Seven percent of plan sponsors would terminate those plans. About one-fourth of the respondents (23%) said that they would maintain their current plan but pass along the cost of the tax to their employees; and 2% said that they would keep their plan but absorb the new tax themselves

Many employers, particularly the largest ones, also would terminate their contributions to employees’ flexible spending accounts, health reimbursement arrangements, and health savings accounts: 19% of all respondents,, but 25% of employers with 5,000 or more employees, would terminate their contributions.

Some who support the excise tax have argued that it would lead employers to cut benefits and return the savings to employees in the form of higher wages. But fewer than one-fifth of the Mercer survey respondents (16%) said that they would raise wages in response to lower health care plan costs.

More than half of responding employers (52%) favored the individual mandate included in the House and Senate bills, 37% opposed it, and 11% had no opinion. The largest employers (those with 5,000 or more employees) overwhelmingly (65%) favored the individual mandate, but fewer than half (45%) of the small employers supported it However, the majority of employers (86%) agreed that if individuals were required to have coverage, Congress should allow employers and insurance companies to offer low-cost catastrophic plans. Limited coverage catastrophic plans would not be allowed under the current House and Senate proposals.

As health care costs continue to rise, the proposed tax is predicted to apply to about one-fifth of all employers if it becomes effective in 2013, Mercer noted. The percentage of employers affected by the cap would increase annually because the Act proposes that the baseline trend be raised by the annual Consumer Price Index plus 1%, which is about half the average health care trend, Mercer explained.

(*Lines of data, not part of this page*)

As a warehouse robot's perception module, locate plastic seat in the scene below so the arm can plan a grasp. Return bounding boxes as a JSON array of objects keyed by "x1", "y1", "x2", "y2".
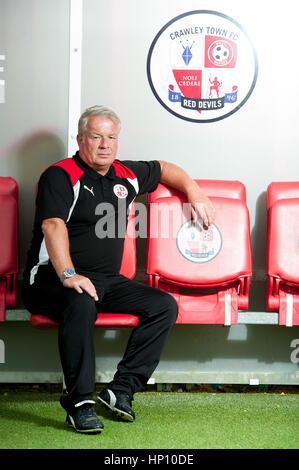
[
  {"x1": 147, "y1": 180, "x2": 252, "y2": 325},
  {"x1": 266, "y1": 182, "x2": 299, "y2": 326},
  {"x1": 30, "y1": 203, "x2": 139, "y2": 329},
  {"x1": 0, "y1": 177, "x2": 19, "y2": 322}
]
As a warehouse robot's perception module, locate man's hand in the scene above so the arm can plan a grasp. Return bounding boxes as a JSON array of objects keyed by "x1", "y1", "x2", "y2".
[
  {"x1": 189, "y1": 194, "x2": 215, "y2": 227},
  {"x1": 159, "y1": 160, "x2": 215, "y2": 227},
  {"x1": 63, "y1": 274, "x2": 99, "y2": 302}
]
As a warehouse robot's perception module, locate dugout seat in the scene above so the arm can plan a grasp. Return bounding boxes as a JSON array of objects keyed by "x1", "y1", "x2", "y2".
[
  {"x1": 266, "y1": 182, "x2": 299, "y2": 326},
  {"x1": 147, "y1": 180, "x2": 252, "y2": 325},
  {"x1": 0, "y1": 176, "x2": 19, "y2": 322},
  {"x1": 30, "y1": 203, "x2": 139, "y2": 329}
]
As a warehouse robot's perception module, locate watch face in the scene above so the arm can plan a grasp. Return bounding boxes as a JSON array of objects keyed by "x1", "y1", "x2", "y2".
[{"x1": 65, "y1": 268, "x2": 75, "y2": 276}]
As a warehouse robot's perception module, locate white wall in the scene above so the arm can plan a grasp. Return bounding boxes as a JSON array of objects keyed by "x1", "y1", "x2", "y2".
[
  {"x1": 82, "y1": 0, "x2": 299, "y2": 279},
  {"x1": 0, "y1": 0, "x2": 299, "y2": 294}
]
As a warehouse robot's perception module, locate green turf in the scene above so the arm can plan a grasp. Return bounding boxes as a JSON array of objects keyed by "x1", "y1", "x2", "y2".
[{"x1": 0, "y1": 391, "x2": 299, "y2": 449}]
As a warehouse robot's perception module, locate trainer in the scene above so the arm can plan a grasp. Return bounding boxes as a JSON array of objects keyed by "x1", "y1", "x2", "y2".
[{"x1": 22, "y1": 106, "x2": 214, "y2": 433}]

“For many employers, it’s a matter of when, not if, they will hit the cap,” said Linda Havlin, a partner with Mercer. “While some policy analysts expect the cap would prompt employers to make major changes to cut back on excessive health care spending, it’s important to note that not all the plans that would be subject to the tax are particularly generous. There are other factors beside plan design that drive up cost.”

In a fact sheet it released yesterday, the U.S. Department of Health and Human Services listed potential benefits to business of health reform, using a Congressional Budget Office (CBO) report issued last week (and discussed in one of our posts). The CBO. estimates that, under reform, large business premiums will drop by $100 per single policy and $200 per family policy. With 134 million people enrolled in such coverage, this translates into at least $13.4 billion in savings in 2016 alone, HHS noted. And at least $13.4 billion in savings for large businesses. Opening up health insurance options also would ease job-lock which prevents workers from moving to other jobs or entrepreneurship for fear of losing health insurance.

[Business] “Roundtable companies sponsor health insurance for some 35 million employees,” a December 6 Wall Street Journal editorial titled “CEOs and ObamaCare,” noted. “Not only would their wages continue to be depressed as costs continue to accelerate [under the proposed health care reform legislation], but large and unpredictable costs would remain on corporate balance sheets.” The Business Roundtable is an association of chief executive officers of large U.S. companies The Journal claims that the Roundtable’s member employers are activating for stronger public opposition to the current health reform proposals.

So, which will it be?--Will employers be winners, or losers, when pending health reform legislation is enacted?